Les commerciaux ont également découvert le métier avec le démarrage de la SCOP. Et pour M. Barbier, cette polyvalence est un atout :

« Comme on est des gens issus de la production, on a totalement la connaissance de la fabrication, c’est plus enrichissant pour l’acheteur, qui se dit : “Ils connaissent la glace, ce ne sont pas des charlots.” On maîtrise tout de A à Z, et ça, c’est aussi une force. »

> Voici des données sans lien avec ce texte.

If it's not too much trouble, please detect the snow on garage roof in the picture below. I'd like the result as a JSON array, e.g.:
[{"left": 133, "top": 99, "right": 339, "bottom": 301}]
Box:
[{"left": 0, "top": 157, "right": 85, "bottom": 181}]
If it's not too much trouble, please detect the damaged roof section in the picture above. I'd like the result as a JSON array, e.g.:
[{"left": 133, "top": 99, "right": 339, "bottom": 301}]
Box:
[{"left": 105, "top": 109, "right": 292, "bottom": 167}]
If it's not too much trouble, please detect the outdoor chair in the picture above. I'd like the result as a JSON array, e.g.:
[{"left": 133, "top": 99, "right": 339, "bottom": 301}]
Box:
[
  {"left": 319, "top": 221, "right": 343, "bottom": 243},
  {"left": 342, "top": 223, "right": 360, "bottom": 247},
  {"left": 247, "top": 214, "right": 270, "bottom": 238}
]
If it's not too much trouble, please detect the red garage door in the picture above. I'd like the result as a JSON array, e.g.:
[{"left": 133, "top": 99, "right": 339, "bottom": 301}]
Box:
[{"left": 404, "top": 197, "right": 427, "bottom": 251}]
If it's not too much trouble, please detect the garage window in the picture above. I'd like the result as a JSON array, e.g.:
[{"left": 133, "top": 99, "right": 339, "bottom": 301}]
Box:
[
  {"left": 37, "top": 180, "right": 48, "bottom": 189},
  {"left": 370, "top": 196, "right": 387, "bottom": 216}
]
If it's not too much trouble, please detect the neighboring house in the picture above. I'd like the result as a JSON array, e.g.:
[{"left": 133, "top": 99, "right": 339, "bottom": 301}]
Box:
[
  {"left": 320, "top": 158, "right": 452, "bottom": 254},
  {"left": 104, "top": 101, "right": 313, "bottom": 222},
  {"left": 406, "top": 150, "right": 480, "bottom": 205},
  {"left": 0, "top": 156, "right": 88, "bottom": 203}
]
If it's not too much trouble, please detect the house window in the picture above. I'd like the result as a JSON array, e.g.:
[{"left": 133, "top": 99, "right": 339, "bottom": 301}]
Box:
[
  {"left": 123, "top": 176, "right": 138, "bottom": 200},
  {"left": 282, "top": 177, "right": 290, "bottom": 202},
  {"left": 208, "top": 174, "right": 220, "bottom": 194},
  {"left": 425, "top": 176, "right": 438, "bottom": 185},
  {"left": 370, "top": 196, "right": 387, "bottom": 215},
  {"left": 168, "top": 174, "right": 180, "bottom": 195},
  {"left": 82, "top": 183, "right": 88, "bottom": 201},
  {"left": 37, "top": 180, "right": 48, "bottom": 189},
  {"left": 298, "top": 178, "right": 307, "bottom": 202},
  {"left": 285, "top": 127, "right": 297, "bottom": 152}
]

Tous devenus décideurs, les salariés, actionnaires de leur société, s’accordent à dire que la SCOP est une entreprise comme les autres, avec ses qualités et ses défauts. « Avec la SCOP, il y a des tensions, comme partout, sourit Mathieu Sala, responsable de la logistique. Dans une famille, il y a toujours des tensions. » Ici, la transparence et la communication sont primordiales. Du choix des parfums aux évolutions de salaires, les décisions sont prises ensemble. Tous les mois, le chiffre d’affaires est également transmis à l’équipe et affiché dans une des salles de stockage du matériel.

« Même s’il y a une hiérarchie, on est tous issus du même moule, on peut se parler, commente Véronique Ancin, aux relations humaines. Si on a des choses à dire, on peut les dire. Comme c’est notre entreprise, on s’implique encore plus. »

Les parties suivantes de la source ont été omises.